Since there is no specific test for MS, some of the diagnostic approaches may be subjective on the part of the physician, although the use of the above methods can lead to a more concrete conclusion. It is often through the progression of the disease that a true diagnosis is formed.
Are there Treatments for MS?
MS can be managed, although treatments may vary based on the type of MS that a patient has. Several drugs are approved by the FDA and can be obtained through a specialty pharmacy for injection. These disease specific drugs can aid in reducing inflammation, lessening the formation of scar tissue, and slowing the progression of the disease.
Further management for MS is often done through the use of adjunct medications that are not specific to the disease but can lessen the impact of the symptoms. These will often include general anti-inflammatory drugs, pain medication, and anti-spasmodics. Other types of treatment can also include occupational and physical therapy, and may include family members and loved ones as part of the support group.

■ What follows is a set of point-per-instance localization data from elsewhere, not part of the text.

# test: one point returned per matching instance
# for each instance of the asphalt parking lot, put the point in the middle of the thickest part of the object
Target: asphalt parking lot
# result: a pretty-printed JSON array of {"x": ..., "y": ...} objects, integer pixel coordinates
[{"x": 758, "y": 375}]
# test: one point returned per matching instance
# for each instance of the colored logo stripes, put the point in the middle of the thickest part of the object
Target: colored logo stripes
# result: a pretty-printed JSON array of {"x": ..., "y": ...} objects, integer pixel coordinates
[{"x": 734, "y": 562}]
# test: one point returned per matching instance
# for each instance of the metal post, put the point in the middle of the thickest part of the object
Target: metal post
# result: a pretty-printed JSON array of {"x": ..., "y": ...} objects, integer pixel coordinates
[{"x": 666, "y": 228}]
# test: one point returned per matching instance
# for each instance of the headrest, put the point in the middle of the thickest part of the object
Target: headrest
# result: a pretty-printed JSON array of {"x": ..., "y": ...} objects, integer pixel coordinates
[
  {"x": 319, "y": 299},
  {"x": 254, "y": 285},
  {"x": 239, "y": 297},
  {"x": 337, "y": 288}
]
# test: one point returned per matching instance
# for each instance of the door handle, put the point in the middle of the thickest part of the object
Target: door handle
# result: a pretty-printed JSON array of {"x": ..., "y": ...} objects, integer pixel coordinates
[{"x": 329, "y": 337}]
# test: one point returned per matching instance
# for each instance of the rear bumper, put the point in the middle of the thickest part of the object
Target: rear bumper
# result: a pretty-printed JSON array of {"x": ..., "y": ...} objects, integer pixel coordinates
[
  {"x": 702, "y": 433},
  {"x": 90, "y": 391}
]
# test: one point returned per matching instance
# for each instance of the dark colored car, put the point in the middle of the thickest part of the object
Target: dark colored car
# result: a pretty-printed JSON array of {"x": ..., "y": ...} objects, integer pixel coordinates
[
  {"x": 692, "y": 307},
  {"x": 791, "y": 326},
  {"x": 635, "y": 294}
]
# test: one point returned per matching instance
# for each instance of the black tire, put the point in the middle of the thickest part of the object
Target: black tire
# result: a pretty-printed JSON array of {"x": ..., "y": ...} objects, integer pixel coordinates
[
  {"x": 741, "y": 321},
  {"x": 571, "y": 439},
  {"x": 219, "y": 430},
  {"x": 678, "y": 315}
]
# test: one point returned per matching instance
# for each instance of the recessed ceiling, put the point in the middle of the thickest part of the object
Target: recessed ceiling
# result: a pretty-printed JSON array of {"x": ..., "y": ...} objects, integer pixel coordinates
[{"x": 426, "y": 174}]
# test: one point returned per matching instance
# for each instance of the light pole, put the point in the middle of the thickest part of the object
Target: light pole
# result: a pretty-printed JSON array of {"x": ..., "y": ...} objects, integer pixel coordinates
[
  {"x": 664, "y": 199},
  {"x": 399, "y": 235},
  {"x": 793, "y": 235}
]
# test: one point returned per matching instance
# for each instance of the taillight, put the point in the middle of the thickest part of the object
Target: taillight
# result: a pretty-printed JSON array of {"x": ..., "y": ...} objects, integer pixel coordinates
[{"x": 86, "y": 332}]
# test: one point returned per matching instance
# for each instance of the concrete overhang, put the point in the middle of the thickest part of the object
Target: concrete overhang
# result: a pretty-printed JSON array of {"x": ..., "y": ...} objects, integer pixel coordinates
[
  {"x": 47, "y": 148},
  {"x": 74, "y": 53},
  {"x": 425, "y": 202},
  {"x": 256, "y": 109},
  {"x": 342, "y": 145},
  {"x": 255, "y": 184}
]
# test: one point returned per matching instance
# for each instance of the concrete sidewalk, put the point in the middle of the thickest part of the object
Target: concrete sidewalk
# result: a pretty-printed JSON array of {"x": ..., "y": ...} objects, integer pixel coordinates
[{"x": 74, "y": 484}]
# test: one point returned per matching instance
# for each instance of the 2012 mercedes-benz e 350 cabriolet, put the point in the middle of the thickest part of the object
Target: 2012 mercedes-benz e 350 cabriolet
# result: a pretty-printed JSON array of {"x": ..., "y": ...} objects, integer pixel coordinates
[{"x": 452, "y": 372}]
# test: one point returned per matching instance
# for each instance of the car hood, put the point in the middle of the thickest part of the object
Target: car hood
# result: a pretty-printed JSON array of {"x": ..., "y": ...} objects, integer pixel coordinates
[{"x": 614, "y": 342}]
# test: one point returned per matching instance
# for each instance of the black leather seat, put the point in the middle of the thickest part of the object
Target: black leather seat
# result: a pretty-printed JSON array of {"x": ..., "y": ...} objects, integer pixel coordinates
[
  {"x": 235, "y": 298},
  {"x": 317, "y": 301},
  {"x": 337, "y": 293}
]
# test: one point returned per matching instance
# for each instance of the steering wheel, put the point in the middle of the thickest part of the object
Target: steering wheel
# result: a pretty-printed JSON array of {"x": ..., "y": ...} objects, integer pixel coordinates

What are the Impacts to Family Life
Since many of the symptoms for MS do include physical impairment, people who suffer from this disease will need to modify activity and look to family members and loved ones for support. Depending upon the stage of the disease, patients may find that they can be partially independent in their function, although many cases will require specialized care for everyday tasks.
With support and treatment, the disease can be managed, and many people with MS do lead productive lives in society.